"The Reluctant Fundamentalist", which was in the running for the prestigious Booker Prize Tuesday, is Mohsin Hamid's second novel and treats some of the most pressing issues of the early 21st century.
Its monologue recounts the experiences of Changez, a young Pakistani man who was educated and worked in the United States and how he comes to fall out of love with his adopted country after the September 11, 2001 attacks.
A novel about exile, the tensions between East and West and the conflicting pull of culture and national identity in shifting tones and style, it has been compared with the writings of Vladimir Nabokov and Fyodor Dostoevsky.
Philip Pullman, famous for the "His Dark Materials" trilogy, described it as "beautifully written and superbly constructed" while Hamid himself has said it is the opposite of classic immigrant tales of America. "It is more exciting than any thriller I've read for a long time, as well as being a subtle and elegant analysis of the state of our world today," Pullman said.

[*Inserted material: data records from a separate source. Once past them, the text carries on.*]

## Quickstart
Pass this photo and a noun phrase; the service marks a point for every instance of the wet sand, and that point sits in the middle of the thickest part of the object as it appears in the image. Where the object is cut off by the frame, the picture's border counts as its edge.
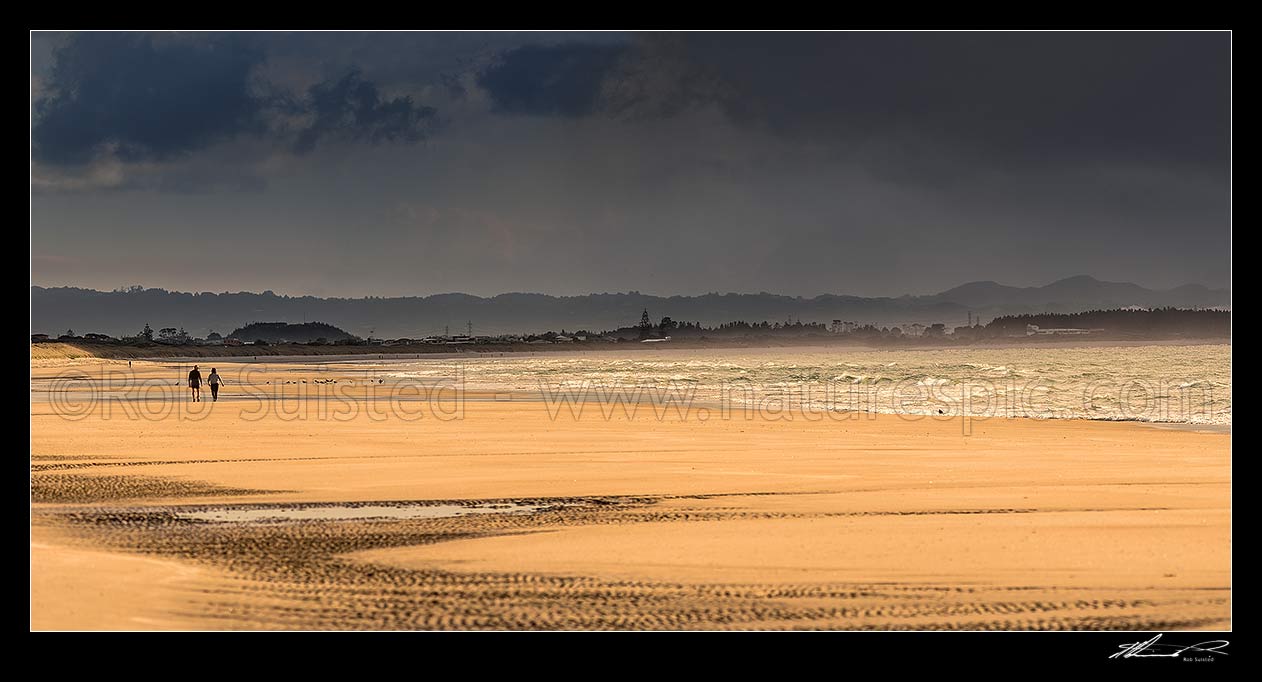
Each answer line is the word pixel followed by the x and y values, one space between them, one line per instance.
pixel 875 522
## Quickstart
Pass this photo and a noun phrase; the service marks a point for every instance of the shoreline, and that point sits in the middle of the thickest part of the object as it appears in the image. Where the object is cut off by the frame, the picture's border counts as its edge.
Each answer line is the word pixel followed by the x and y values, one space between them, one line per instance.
pixel 857 524
pixel 59 350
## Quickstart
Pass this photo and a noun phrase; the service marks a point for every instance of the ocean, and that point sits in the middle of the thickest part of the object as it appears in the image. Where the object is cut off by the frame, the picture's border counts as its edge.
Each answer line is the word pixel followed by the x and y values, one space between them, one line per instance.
pixel 1188 384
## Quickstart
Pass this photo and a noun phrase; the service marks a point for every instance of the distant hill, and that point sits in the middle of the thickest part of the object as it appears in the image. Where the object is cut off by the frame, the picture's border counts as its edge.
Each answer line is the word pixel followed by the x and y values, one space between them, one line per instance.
pixel 125 312
pixel 284 332
pixel 1082 292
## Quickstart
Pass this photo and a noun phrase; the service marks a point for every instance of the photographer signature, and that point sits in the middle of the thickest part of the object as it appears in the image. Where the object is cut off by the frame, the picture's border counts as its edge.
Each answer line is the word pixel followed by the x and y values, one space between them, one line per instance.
pixel 1154 649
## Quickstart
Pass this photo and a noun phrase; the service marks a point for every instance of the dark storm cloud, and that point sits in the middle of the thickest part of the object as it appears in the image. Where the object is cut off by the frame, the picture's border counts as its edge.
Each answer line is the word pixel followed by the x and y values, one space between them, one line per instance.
pixel 562 80
pixel 867 163
pixel 909 99
pixel 154 99
pixel 353 109
pixel 145 97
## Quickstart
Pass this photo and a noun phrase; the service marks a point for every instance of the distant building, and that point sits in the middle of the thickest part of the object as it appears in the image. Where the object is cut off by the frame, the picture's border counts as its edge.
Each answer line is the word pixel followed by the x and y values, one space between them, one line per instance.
pixel 1032 330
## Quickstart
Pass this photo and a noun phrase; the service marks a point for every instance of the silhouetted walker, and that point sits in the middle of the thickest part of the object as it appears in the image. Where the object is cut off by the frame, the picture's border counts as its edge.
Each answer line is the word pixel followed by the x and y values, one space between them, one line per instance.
pixel 194 383
pixel 215 380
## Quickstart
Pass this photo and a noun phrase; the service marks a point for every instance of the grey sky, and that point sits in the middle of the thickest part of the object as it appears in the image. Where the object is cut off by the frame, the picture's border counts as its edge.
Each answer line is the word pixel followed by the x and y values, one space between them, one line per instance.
pixel 866 163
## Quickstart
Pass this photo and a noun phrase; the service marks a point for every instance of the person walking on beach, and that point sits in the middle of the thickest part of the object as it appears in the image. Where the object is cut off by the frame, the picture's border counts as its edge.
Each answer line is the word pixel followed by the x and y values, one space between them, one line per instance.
pixel 215 380
pixel 194 383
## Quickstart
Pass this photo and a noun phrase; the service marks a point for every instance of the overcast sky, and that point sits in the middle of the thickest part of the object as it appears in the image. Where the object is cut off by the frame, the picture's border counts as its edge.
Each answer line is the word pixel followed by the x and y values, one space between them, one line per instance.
pixel 418 163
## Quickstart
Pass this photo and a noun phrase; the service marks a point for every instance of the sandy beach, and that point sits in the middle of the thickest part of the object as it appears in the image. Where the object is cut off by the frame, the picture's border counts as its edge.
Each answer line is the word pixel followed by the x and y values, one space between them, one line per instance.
pixel 685 522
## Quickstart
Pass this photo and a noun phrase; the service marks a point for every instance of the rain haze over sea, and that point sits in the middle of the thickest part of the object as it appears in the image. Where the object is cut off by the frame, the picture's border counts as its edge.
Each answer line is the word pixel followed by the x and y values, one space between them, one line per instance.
pixel 1157 383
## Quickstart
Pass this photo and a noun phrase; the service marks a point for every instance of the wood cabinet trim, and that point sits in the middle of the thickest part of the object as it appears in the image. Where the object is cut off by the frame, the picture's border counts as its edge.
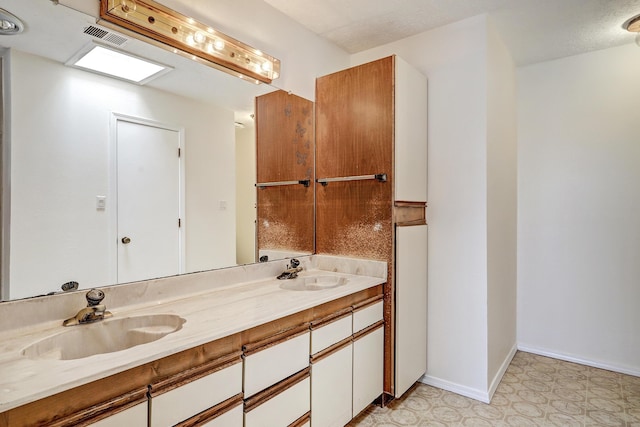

Much has been made of the fact that the bearded narrator tells his audience, an anonymous American stranger in a cafe in Lahore, Pakistan, that he smiles as he watches the twin towers of the World Trade Centre collapse.
But whether Changez - Urdu for Genghis, the Mongol conqueror who attacked the Muslim world - is an extremist is just as unclear as whether his mysterious listener is a US spy.
Hamid, who holds dual British and Pakistani citizenship, has warned against reading too much into the novel for his own views or any parallels with his own life and attitudes. The temptation to read autobiography into the book is obvious: Hamid, 36, was born in Lahore and studied at Princeton university and Harvard Law School, before securing a job in the world of international finance.
He has also described how the published version of "The Reluctant Fundamentalist" came into being at a time of conflict in his personal and professional life.